A Collaborative Endeavor and Future Directions
This significant scientific achievement was the result of a multidisciplinary effort involving a distinguished team of researchers at UT Southwestern. Beyond Dr. Zhang and Dr. Yang, key contributors include Xuewu Zhang, Ph.D. (Professor of Pharmacology and Biophysics); Cheryl Lewis, Ph.D. (Associate Professor in the Simmons Cancer Center and of Pathology); Lin Xu, Ph.D. (Assistant Professor in the Peter O’Donnell Jr. School of Public Health and of Pediatrics); Jingjing Xie, Ph.D. (Instructor of Physiology); Qi Lou, Ph.D. (Assistant Instructor of Physiology); Lei Guo, Ph.D. (Computational Biologist); and fellow postdoctoral researchers Meng Fang, Ph.D., Ankit Gupta, Ph.D., and Lianqi Chen, Ph.D.
Dr. Alec Zhang holds the Hortense L. and Morton H. Sanger Professorship in Oncology and is a Michael L. Rosenberg Scholar in Medical Research. Drs. Xuewu Zhang and Xu are also integral members of the Simmons Cancer Center, underscoring the institution’s commitment to advancing cancer research.
The research was generously supported by grants from several leading funding bodies, including the National Cancer Institute (NCI) (R01CA248736, R01CA263079, and Lung Cancer 779 SPORE Development Research Program), the Cancer Prevention and Research Institute of Texas (RP220032, RP15150551, RP190561), The Welch Foundation (AU-0042-20030616, I-1702), Immune-Onc Therapeutics Inc. (Sponsored Research Grant No. 111077), the National Institutes of Health (R35GM130289), and the NCI Cancer Center Support Grant (P30CA142543). This diverse funding portfolio reflects the broad scientific interest and potential impact of the study.

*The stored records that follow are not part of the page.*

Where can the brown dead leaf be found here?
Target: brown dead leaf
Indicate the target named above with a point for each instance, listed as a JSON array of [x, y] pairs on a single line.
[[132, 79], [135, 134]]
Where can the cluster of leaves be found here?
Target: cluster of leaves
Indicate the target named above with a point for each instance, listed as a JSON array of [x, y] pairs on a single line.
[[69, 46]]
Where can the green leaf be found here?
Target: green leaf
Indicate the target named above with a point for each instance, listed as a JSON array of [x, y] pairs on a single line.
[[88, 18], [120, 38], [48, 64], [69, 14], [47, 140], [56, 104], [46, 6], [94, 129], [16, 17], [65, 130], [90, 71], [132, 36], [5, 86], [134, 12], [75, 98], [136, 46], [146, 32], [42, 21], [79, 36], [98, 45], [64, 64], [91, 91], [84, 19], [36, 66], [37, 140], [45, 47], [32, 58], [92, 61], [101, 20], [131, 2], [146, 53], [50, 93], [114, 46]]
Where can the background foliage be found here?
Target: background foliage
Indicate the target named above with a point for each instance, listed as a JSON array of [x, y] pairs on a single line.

It is also noteworthy that The University of Texas has a financial interest in Immune-Onc Therapeutics Inc. in the form of equity and licensing agreements. Dr. Alec Zhang personally holds equity in and has had sponsored research agreements with Immune-Onc Therapeutics Inc. This financial disclosure is standard practice and highlights the translational potential of the research.

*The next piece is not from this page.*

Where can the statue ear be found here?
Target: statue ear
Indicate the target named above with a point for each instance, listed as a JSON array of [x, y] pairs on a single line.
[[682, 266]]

Looking ahead, Dr. Zhang and his colleagues are poised to delve deeper into both proposed therapeutic avenues. Future studies will focus on developing and testing specific interventions aimed at modulating the SCG2-LILRB4 pathway for the treatment of cancer and inflammatory diseases. This pioneering work not only expands our fundamental knowledge of the immune system’s intricate dance with cancer but also paves the way for a new generation of targeted therapies that could profoundly impact human health. The journey from identifying a molecular interaction to developing life-saving treatments is often long, but discoveries like this mark critical milestones, offering tangible hope for patients and fueling continued scientific innovation.